A group called Fight for the Future has just launched a campaign calling for a national ban on government’s use of facial recognition technology.

The call, at BanFacialRecognition.com, may be justified.

But honestly, that’s one genie that’s not going back into the lamp any time soon.

Police, airline personnel, military officials, federal authorities, security folks, even retailers and corporate world execs — these are all forces that say they need the technology in order to keep America safe.

As founders themselves warned: the line between liberty and security is a thin one.
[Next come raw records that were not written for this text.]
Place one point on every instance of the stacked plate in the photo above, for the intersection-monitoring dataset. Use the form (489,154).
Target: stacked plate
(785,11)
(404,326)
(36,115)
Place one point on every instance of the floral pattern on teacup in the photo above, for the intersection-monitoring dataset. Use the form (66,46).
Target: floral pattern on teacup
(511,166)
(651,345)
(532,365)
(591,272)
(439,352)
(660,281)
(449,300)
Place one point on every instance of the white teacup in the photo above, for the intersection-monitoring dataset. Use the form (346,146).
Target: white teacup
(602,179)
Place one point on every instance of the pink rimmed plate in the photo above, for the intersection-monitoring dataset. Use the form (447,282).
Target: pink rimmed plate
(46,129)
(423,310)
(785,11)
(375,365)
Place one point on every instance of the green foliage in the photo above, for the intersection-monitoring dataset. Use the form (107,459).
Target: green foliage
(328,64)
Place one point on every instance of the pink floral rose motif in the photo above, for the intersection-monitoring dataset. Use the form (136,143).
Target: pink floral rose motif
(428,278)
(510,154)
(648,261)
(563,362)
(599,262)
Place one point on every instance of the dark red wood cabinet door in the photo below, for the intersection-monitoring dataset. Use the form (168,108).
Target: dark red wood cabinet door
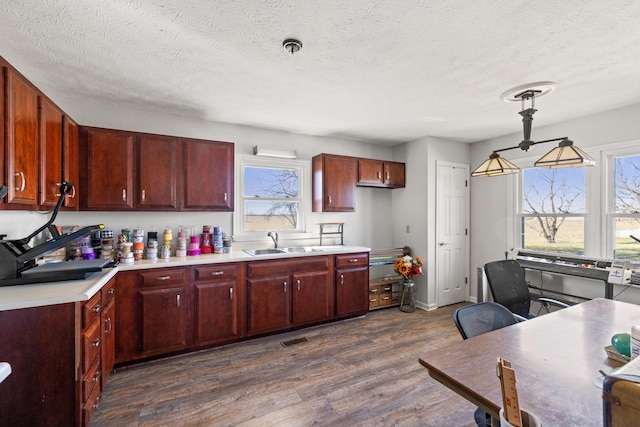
(269,304)
(22,140)
(109,169)
(208,175)
(157,173)
(51,151)
(312,297)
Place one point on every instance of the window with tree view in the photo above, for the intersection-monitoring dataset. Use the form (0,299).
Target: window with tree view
(553,208)
(271,197)
(626,203)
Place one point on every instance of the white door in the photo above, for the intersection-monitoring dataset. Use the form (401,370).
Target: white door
(452,230)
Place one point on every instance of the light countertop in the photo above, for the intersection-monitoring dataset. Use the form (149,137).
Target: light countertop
(5,370)
(39,294)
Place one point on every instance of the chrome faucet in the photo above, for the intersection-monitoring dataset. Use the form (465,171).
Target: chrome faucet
(274,237)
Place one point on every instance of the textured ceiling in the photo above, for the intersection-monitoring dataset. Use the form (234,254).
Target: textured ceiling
(384,71)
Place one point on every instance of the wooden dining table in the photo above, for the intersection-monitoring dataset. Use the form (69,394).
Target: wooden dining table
(557,357)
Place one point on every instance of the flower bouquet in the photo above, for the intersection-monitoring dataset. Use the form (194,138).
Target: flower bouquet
(408,266)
Once the tradeoffs start, they’re hard to stop.

And in America, the ratchet toward security at the expense of individual liberty really began post-Sept. 11, when Americans, by and large, were in a panic.
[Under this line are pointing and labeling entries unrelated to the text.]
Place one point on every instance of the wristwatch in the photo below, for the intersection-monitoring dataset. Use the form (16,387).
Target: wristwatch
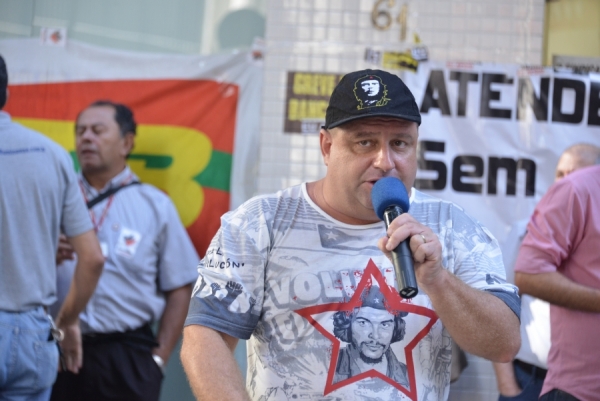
(160,362)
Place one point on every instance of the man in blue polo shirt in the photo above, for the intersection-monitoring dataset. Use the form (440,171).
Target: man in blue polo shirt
(39,197)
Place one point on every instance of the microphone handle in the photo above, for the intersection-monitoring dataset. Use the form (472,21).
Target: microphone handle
(402,259)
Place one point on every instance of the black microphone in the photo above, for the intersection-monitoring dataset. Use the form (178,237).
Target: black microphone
(390,200)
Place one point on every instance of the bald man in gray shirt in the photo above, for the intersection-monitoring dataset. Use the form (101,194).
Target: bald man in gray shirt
(149,268)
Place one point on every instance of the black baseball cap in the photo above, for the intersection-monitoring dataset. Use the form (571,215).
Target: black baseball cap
(370,93)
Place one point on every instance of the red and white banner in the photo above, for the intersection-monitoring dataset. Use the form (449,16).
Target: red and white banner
(198,116)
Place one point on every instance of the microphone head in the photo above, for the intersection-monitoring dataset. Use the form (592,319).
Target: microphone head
(389,191)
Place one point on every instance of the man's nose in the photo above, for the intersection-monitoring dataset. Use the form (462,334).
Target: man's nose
(86,134)
(384,159)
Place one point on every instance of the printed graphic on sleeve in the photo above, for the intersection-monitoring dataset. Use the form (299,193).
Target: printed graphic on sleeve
(369,335)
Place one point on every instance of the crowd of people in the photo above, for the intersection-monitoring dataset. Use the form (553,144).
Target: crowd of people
(98,273)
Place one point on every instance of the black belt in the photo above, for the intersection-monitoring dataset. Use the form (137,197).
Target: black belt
(142,336)
(530,369)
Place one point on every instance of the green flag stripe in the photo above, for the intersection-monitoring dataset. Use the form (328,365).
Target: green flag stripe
(217,174)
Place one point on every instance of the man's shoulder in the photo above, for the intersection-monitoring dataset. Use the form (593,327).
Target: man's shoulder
(20,135)
(421,199)
(293,192)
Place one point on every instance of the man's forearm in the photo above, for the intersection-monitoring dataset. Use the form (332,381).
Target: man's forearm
(212,371)
(87,273)
(479,322)
(171,322)
(505,377)
(556,288)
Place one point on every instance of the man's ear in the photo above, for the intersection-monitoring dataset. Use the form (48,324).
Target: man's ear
(325,143)
(128,142)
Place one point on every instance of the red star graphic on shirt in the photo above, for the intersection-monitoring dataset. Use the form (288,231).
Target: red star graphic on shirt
(394,304)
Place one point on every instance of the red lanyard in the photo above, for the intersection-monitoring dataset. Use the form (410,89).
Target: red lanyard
(98,224)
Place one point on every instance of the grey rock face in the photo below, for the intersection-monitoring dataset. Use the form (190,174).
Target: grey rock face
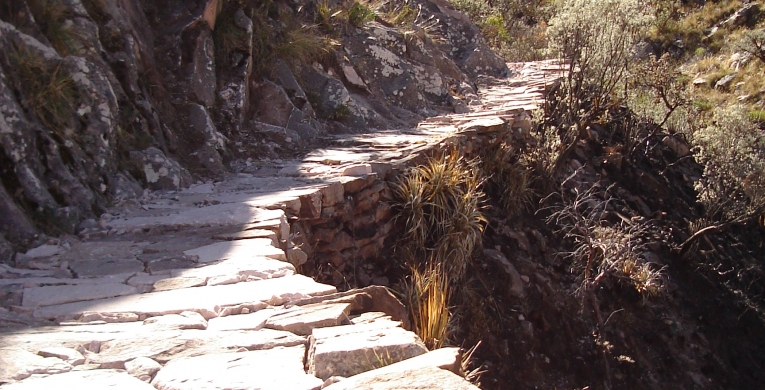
(160,172)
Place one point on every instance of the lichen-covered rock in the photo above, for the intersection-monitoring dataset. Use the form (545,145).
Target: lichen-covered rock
(159,171)
(6,251)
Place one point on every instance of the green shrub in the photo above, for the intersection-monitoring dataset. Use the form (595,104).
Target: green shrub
(50,92)
(732,150)
(757,116)
(51,16)
(359,14)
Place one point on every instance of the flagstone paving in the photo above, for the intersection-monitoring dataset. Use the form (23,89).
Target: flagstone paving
(199,289)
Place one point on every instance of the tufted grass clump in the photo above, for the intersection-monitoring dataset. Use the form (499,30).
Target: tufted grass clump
(440,202)
(359,14)
(427,296)
(51,16)
(49,92)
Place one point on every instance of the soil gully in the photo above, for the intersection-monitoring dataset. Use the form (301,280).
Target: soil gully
(696,335)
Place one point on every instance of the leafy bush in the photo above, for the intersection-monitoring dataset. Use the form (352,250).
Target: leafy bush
(595,38)
(732,150)
(507,179)
(603,252)
(753,42)
(359,14)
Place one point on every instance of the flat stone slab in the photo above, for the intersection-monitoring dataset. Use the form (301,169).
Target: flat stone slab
(143,368)
(185,320)
(164,346)
(248,234)
(306,318)
(352,349)
(251,321)
(84,380)
(168,284)
(68,355)
(207,300)
(244,249)
(277,369)
(221,214)
(100,258)
(53,295)
(419,378)
(17,364)
(250,268)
Technology, however, adds a new element — one that privacy advocates see as a massive threat, filled with non-compromising strips of freedom.

“Silicon Valley lobbyists are disingenuously calling for light ‘regulation’ of facial recognition so they can continue to profit by rapidly spreading this surveillance dragnet,” according to Fight for the Future. “They’re trying to avoid the real debate: whether technology this dangerous should even exist.”

Evan Greer, deputy director of the group, says it doesn’t — that the “profound threat” to all of humanity that facial recognition poses does not justify its existence.

“We don’t need to regulate it,” she said. “We need to ban it entirely.”

The campaign comes amid a wave of fresh headlines, all pointing to the growing Big Government outcomes of Big Technology.

Or, as Red State put it in a late June piece: “Big Government and Big Tech Are Partnering To Track Us Everywhere.”

It is indeed a brave new world.

And much as Fight for the Future has a point — that facial recognition is likely leading America down a path of civil rights’ nightmare and Big Gov Eyes In The Skies — fact is: Congress won’t ban the technology.

Why not?

“Big tech has spent $582M lobbying Congress,” Fox Business reported in May.

That’s a drop in the bucket of the money to be made.

So long as Big Money is involved, Big Tech — not to mention Big Government — is here to stay.